The way out of this for Mr. Bush is contained, also, in the Constitution, in Article II, which states the president "shall have Power to grant Reprieves and Pardons for Offenses against the United States, except in Cases of Impeachment."...the right move would be for Mr. Bush to shut down this entire prosecution with a blanket pardon. He would not only be protecting his loyal staffer, he'd be protecting the office of the presidency itself from those who all along in this case have wanted to undercut the president's powers in a time of war.
Dionne fears this very possibility:

But there is a catch. If Libby, through nods and winks, knows that at the end of Bush's term, the President will issue an unconditional pardon, he will have no interest in helping Fitzgerald, and every interest in shutting up. If Bush truly wants the public to know all the facts in the leak case, as he has claimed in the past, he will announce now that he will not pardon Libby.
If Bush truly wanted to put an end to the extended partisan assault on his presidency that Dionne fondly contemplates, he wouldn't wait until the end of his term, or Democrat linkage to the Alito SCOTUS nomination - he'd pardon Libby now, just as Senate Republicans crushed any attempt to filibuster Judge Alito.

And then we could sit back with a tub of popcorn and a frosty beverage and watch E. J. Dionne's head explode.

Heck, we should look for it anyway. With columns like this that read like auditions for New York Times Select, a media Scanners reprise can't be all that far away.

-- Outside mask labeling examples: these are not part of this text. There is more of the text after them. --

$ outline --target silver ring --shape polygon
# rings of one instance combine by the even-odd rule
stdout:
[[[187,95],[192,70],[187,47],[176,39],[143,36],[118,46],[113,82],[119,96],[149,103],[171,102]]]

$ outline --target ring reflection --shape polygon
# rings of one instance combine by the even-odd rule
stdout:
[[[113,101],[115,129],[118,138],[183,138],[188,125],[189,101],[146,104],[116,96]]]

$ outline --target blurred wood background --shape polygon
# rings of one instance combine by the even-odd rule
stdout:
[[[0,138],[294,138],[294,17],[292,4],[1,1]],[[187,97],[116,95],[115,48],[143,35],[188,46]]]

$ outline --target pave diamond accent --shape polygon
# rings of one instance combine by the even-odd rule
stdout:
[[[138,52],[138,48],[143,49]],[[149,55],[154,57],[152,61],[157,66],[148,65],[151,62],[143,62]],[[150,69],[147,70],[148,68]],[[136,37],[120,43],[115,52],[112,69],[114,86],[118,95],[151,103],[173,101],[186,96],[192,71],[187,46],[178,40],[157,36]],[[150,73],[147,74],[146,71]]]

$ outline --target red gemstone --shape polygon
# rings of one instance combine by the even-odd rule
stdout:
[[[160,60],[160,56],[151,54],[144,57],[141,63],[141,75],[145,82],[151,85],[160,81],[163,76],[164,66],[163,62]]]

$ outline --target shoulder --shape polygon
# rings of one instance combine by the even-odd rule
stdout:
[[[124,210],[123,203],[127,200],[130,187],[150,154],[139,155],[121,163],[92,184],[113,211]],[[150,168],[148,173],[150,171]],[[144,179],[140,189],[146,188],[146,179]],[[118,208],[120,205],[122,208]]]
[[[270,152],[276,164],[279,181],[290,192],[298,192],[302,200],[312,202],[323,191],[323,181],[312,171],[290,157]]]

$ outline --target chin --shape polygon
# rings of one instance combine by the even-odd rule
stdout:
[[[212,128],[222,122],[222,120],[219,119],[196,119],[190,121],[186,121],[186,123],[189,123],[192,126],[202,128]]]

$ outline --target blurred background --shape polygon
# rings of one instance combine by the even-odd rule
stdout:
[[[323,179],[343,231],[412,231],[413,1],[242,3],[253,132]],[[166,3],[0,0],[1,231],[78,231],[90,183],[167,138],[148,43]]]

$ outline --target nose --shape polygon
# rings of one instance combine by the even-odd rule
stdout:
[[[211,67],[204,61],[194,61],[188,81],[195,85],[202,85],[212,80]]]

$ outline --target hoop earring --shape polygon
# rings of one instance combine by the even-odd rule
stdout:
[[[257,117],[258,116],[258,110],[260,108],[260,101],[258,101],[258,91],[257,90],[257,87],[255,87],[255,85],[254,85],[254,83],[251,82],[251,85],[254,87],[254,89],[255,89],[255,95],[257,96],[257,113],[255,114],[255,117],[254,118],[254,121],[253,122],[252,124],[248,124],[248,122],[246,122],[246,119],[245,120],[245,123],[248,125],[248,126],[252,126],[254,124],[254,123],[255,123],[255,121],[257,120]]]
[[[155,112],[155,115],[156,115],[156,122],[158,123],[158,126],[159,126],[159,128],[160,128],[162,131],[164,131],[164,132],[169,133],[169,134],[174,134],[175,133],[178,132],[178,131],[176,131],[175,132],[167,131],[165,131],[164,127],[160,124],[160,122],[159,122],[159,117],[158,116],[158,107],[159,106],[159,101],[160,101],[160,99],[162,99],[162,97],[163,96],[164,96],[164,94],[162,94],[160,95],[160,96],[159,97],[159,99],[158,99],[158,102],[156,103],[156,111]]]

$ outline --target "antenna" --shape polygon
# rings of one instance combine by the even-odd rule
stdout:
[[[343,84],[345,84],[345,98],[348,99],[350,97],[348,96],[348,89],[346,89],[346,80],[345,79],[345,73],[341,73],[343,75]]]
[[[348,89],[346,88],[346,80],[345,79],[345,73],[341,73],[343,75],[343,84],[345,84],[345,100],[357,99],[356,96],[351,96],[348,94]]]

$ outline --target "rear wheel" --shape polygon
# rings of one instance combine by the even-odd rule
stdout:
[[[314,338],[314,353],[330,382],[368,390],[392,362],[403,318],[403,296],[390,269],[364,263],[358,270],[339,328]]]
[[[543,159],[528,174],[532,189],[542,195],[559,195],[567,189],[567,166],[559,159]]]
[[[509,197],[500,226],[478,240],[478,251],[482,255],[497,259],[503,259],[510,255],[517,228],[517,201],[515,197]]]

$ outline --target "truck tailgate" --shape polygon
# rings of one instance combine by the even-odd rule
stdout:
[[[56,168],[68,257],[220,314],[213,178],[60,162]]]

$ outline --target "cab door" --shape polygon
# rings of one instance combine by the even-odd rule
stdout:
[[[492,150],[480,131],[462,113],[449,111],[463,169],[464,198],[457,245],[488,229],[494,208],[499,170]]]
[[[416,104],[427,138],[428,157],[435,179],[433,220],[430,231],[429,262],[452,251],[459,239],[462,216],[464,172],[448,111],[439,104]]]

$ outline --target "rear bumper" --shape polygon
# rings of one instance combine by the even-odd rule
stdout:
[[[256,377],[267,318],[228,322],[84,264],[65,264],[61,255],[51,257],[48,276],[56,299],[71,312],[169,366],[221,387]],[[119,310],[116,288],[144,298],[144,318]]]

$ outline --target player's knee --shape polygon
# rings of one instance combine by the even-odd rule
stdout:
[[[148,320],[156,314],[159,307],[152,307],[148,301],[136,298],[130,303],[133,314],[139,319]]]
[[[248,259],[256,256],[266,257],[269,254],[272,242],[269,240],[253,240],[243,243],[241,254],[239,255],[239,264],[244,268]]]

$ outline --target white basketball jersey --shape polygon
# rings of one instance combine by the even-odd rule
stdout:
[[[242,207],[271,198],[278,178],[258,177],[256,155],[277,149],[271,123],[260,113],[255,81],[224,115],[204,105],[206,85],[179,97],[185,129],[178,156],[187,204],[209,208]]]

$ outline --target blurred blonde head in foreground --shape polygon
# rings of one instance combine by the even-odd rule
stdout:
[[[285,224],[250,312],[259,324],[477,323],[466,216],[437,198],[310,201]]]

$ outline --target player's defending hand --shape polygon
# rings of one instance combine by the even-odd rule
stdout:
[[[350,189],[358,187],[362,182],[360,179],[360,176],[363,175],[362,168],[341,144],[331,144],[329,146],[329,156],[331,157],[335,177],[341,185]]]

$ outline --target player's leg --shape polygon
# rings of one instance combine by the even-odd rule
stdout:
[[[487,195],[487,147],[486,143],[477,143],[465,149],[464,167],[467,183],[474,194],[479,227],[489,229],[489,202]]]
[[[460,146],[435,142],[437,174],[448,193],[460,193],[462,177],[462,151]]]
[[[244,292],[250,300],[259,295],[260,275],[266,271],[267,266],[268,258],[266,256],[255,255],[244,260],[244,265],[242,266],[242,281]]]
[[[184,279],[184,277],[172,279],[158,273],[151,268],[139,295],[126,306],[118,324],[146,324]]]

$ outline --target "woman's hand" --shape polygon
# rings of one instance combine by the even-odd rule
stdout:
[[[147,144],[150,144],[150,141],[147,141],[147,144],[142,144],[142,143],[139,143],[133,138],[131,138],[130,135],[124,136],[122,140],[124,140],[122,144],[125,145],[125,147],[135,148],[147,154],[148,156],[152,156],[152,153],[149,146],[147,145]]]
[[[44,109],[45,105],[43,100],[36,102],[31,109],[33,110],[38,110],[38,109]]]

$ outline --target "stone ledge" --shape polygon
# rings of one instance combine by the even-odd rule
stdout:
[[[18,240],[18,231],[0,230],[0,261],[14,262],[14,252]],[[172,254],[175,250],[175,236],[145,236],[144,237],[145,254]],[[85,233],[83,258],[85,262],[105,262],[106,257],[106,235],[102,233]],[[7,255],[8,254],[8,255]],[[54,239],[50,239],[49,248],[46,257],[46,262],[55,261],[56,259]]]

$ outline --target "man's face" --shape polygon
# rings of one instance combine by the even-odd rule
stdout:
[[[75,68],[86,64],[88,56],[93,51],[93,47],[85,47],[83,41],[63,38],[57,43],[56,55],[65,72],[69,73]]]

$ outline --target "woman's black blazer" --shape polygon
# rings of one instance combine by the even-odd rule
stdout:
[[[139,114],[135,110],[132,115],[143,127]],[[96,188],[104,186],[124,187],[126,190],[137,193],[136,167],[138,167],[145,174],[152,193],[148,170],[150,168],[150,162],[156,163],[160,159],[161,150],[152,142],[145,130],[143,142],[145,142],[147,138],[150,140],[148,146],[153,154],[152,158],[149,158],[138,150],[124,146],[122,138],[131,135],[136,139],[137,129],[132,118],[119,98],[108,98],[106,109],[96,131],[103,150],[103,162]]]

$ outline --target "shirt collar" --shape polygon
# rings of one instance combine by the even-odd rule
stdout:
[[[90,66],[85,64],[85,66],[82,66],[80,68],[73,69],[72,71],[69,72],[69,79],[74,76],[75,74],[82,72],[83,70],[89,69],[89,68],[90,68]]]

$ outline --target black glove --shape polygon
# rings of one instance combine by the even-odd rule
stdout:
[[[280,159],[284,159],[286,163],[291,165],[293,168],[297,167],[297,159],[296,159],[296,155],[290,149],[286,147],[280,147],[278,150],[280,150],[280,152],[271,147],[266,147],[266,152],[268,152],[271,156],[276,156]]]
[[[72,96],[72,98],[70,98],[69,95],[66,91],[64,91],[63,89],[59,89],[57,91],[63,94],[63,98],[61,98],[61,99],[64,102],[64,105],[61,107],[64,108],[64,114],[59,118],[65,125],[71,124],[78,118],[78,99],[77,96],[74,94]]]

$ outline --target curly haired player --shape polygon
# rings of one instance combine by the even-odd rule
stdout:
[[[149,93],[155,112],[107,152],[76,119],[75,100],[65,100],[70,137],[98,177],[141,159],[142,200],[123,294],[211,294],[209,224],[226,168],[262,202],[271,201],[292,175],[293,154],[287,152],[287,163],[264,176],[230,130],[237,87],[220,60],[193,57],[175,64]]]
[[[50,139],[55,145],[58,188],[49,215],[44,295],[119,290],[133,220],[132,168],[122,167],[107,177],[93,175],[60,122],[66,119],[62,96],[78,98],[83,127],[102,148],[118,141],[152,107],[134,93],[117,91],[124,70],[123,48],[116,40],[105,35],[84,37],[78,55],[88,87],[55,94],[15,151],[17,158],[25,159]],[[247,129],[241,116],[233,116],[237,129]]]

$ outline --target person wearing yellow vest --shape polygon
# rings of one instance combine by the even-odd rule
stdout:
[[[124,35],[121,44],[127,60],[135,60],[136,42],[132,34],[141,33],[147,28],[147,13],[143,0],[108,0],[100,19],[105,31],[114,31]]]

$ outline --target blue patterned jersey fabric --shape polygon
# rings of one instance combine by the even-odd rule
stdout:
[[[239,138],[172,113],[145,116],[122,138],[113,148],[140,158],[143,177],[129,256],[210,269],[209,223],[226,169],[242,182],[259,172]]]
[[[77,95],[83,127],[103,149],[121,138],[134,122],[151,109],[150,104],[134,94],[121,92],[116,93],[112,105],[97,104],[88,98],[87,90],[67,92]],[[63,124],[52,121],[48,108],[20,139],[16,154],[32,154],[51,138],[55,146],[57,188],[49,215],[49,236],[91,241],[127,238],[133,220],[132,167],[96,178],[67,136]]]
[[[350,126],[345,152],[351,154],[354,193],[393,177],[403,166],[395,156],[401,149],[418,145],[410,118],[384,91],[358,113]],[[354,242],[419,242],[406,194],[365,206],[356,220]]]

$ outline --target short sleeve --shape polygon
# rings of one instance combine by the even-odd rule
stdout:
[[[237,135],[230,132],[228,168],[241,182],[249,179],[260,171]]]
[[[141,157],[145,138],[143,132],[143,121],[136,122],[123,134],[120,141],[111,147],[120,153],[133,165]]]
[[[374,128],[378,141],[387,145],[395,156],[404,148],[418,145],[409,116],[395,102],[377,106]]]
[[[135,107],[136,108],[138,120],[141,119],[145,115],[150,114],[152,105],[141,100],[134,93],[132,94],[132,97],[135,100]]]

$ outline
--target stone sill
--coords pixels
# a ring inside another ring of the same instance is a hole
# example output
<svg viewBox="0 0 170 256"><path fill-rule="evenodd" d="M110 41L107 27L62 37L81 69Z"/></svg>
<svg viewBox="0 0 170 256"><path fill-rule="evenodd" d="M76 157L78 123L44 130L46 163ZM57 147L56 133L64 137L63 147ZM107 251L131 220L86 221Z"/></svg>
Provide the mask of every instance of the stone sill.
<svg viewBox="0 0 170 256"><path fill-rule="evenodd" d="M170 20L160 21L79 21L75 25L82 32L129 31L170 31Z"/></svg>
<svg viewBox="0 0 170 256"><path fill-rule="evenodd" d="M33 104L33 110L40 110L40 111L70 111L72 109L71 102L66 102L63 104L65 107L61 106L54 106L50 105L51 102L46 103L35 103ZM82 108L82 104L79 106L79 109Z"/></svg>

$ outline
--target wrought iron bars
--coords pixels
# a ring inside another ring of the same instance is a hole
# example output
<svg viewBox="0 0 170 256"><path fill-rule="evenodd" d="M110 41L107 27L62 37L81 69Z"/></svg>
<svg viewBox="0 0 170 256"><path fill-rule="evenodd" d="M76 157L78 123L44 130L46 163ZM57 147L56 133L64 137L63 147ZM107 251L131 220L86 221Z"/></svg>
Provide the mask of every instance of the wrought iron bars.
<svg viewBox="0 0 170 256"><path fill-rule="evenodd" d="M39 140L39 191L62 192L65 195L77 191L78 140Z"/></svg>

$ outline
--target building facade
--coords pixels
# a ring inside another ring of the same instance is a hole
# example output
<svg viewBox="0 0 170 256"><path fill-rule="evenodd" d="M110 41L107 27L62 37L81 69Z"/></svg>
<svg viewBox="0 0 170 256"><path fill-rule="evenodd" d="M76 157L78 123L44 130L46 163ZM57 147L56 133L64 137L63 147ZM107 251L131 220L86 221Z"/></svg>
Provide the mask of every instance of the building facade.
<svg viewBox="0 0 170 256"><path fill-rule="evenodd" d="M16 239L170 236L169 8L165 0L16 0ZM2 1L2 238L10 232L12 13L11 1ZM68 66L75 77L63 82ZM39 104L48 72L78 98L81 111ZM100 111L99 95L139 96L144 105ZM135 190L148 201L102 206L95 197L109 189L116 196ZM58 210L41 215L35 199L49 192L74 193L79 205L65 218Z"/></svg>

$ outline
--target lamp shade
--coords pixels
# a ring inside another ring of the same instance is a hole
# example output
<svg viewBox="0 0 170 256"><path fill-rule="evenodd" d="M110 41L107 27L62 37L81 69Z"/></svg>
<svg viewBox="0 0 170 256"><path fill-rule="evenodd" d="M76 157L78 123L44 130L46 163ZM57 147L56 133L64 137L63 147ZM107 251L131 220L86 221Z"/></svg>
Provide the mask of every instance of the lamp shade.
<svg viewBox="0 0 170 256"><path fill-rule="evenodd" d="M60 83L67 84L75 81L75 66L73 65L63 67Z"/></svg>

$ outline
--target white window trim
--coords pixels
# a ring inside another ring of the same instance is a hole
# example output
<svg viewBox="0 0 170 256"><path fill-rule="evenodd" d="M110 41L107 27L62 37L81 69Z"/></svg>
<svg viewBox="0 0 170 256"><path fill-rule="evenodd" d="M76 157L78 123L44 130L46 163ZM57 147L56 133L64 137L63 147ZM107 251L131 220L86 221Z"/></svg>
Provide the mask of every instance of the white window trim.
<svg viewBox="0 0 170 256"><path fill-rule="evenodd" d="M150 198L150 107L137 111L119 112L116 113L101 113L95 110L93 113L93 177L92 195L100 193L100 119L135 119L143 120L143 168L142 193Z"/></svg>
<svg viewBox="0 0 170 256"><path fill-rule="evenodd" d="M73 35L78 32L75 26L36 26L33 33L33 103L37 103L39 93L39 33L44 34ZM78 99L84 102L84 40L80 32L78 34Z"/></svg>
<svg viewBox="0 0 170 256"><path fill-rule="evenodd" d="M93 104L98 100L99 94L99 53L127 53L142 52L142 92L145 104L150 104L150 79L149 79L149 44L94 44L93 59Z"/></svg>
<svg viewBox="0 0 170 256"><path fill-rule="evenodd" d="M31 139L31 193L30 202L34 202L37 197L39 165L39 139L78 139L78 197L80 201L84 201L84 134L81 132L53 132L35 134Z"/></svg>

UPDATE: Speaking of presidential pardons, I wonder how many libs are aware of what James Pinkerton unearthed yesterday:

On Thursday night, ABC News' Ted Koppel spoke of the "expectation" that Rove would be indicted, and the following day The New Republic's Jason Zengerle described special prosecutor Patrick Fitzgerald's failure to bring in an indictment of Rove as a "letdown." But reacting quickly to the news, Senator Hillary Rodham Clinton of New York flailed at Libby, declaring the alleged actions of Vice President Dick Cheney's now-former chief of staff to be "reprehensible."

Clinton must be careful, however, because Libby's past legal career is closely intertwined with her husband's presidency. During the 1980s and 1990s, Libby was a lawyer for Marc Rich.

And if you don't remember Marc Rich, you will be reminded of him soon enough. He's the American financier who skipped out of the United States in 1983, one step ahead of a $48-million tax bill and a 51-count indictment for various skullduggeries, including trading with Iran amidst the American hostage crisis. As Rich's lawyer over the next two decades, Libby collected, by his own estimate, some $2 million in fees.

Wait, there's more. In January 2001, outgoing President Bill Clinton gave Rich a pardon. Interestingly, Rich's ex-wife, Denise, donated more than a million dollars to Democratic causes around then, including $70,000 to Hillary Clinton's 2000 Senate campaign and $450,000 to the Clinton Foundation.

Libby denied having anything to do with the pardon effort, but admitted he had called Rich on January 22, 2001 - which is to say, after he started working for Cheney - to congratulate him on his getting off. And Libby's powerful presence inside the White House - his title was assistant to George W. Bush as well chief of staff to Cheney - might help explain why the incoming Bush Administration failed to pursue obvious threads of corruption trailing out of President Clinton's pardon of Rich and other dubious figures.


There's an old saying about letting sleeping dogs lie. Methinks the Dems, if they can muster the forebearance, would be wise to remember that saying, lest they take still another rake in the face - and the groin as well.